I have spent my entire professional life studying these taxes and the planning opportunities therein. They are the most complex area of the tax law by far, in my opinion, and contain nuanced complexities of unending certainty and variety.
The competitive disadvantage that such a system places the U.S. in, especially insofar as it applies to global private capital investment in the U.S., has been well documented. I have experienced it firsthand in my practice, especially when one considers that most jurisdictions around the world do not have such a tax. Australia deleted its death tax long ago. Canada only taxes inherent gains at death under an income tax;
For example, a foreign investor who is not an American citizen or resident and who has never been to the U.S., but who wants to start a factory in North America and invest $100 million dollars has to worry about dying on foreign soil and still nonetheless being subject to U.S. estate tax on his U.S. investment structure.

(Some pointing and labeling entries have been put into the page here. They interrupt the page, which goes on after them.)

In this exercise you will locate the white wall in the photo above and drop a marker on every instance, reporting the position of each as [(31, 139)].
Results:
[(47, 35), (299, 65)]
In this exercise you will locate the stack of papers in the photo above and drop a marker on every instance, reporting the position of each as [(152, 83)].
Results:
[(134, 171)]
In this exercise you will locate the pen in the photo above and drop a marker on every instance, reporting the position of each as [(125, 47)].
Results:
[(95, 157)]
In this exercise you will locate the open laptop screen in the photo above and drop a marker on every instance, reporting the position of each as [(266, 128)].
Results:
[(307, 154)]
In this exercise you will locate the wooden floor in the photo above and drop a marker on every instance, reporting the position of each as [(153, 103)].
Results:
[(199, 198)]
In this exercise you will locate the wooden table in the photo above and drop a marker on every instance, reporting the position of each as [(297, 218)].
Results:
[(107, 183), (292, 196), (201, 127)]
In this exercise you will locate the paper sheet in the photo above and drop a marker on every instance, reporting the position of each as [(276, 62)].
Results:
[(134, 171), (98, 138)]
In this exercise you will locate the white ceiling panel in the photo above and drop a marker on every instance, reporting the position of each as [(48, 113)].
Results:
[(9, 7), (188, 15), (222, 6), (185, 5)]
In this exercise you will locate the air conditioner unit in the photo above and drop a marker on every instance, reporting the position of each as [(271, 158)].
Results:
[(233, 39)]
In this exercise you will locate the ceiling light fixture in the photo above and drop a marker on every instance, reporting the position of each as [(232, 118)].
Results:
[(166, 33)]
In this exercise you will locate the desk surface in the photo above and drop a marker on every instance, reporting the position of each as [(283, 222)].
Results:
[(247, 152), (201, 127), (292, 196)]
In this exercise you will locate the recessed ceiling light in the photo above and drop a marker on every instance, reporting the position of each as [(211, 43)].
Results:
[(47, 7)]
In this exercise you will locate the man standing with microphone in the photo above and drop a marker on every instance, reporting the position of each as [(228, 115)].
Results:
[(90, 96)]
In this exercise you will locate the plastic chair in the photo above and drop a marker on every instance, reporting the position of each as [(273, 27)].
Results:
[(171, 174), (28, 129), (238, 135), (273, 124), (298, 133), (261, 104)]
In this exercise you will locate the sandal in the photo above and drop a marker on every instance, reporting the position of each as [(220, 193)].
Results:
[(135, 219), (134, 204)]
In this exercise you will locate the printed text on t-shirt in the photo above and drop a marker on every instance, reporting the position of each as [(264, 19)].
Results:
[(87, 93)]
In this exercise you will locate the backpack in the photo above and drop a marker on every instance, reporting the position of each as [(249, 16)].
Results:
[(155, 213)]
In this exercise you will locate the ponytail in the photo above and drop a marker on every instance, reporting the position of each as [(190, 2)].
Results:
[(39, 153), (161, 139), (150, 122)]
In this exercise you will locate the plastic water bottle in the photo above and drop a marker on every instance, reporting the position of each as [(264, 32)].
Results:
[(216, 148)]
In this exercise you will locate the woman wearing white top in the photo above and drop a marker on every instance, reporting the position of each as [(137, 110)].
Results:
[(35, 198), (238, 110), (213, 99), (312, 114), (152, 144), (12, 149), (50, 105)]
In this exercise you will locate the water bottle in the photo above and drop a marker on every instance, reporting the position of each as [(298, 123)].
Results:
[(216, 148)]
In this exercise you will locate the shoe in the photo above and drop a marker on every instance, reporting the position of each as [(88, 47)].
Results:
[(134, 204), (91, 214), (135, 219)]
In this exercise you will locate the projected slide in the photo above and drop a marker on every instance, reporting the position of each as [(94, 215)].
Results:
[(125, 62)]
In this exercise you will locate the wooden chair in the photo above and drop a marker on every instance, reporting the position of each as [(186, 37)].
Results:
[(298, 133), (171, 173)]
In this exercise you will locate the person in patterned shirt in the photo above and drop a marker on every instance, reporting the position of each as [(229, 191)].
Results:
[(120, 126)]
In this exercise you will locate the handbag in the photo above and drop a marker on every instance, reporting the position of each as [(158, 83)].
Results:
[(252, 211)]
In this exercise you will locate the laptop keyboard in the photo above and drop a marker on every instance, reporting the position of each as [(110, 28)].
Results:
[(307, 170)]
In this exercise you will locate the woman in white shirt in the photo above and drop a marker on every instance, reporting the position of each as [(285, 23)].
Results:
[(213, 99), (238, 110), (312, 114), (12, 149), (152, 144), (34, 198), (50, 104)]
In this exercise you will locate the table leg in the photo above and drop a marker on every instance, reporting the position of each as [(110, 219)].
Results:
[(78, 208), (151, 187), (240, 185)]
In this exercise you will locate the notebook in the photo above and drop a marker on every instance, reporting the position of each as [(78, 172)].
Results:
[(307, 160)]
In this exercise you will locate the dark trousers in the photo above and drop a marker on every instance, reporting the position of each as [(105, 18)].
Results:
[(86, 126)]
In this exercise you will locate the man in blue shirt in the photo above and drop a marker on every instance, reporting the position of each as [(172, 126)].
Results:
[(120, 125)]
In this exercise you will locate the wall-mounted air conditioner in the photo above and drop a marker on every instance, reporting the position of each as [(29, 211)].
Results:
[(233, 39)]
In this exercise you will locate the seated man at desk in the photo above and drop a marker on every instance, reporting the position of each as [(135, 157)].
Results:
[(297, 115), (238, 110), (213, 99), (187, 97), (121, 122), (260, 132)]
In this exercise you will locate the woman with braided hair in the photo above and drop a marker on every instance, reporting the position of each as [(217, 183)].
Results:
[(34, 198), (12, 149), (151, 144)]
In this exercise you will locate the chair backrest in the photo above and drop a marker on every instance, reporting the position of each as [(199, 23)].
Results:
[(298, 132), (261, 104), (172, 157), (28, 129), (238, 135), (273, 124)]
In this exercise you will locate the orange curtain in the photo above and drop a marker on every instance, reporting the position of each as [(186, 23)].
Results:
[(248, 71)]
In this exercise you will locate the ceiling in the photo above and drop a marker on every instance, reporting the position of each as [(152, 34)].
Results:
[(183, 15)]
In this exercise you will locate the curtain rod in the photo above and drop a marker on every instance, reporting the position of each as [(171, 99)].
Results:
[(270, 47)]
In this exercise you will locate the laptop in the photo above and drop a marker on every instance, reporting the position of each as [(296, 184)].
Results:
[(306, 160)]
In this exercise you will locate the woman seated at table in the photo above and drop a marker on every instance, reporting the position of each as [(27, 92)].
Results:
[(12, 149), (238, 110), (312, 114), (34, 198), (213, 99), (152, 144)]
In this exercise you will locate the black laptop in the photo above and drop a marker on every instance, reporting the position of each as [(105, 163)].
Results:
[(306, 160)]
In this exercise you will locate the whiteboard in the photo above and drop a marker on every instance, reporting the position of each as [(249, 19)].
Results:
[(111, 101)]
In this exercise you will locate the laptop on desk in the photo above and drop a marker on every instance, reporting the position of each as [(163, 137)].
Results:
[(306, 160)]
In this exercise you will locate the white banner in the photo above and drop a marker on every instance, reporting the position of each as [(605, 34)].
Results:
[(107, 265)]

He has no such concerns with Canada right across the border.
I have lived for 20 years just south of Canada and the Ontario commercial corridor, in southern Ontario just south of Toronto. I have seen how it has transformed from endless fields of nothing into a never-ending series of international corporate complexes, attracting shipping and logistics businesses from all over the globe who obtain favorable corporate and personal tax treatment with easy access to the U.S. market. For such closely held firms, the decision to locate in Canada is truly a “no brainer”.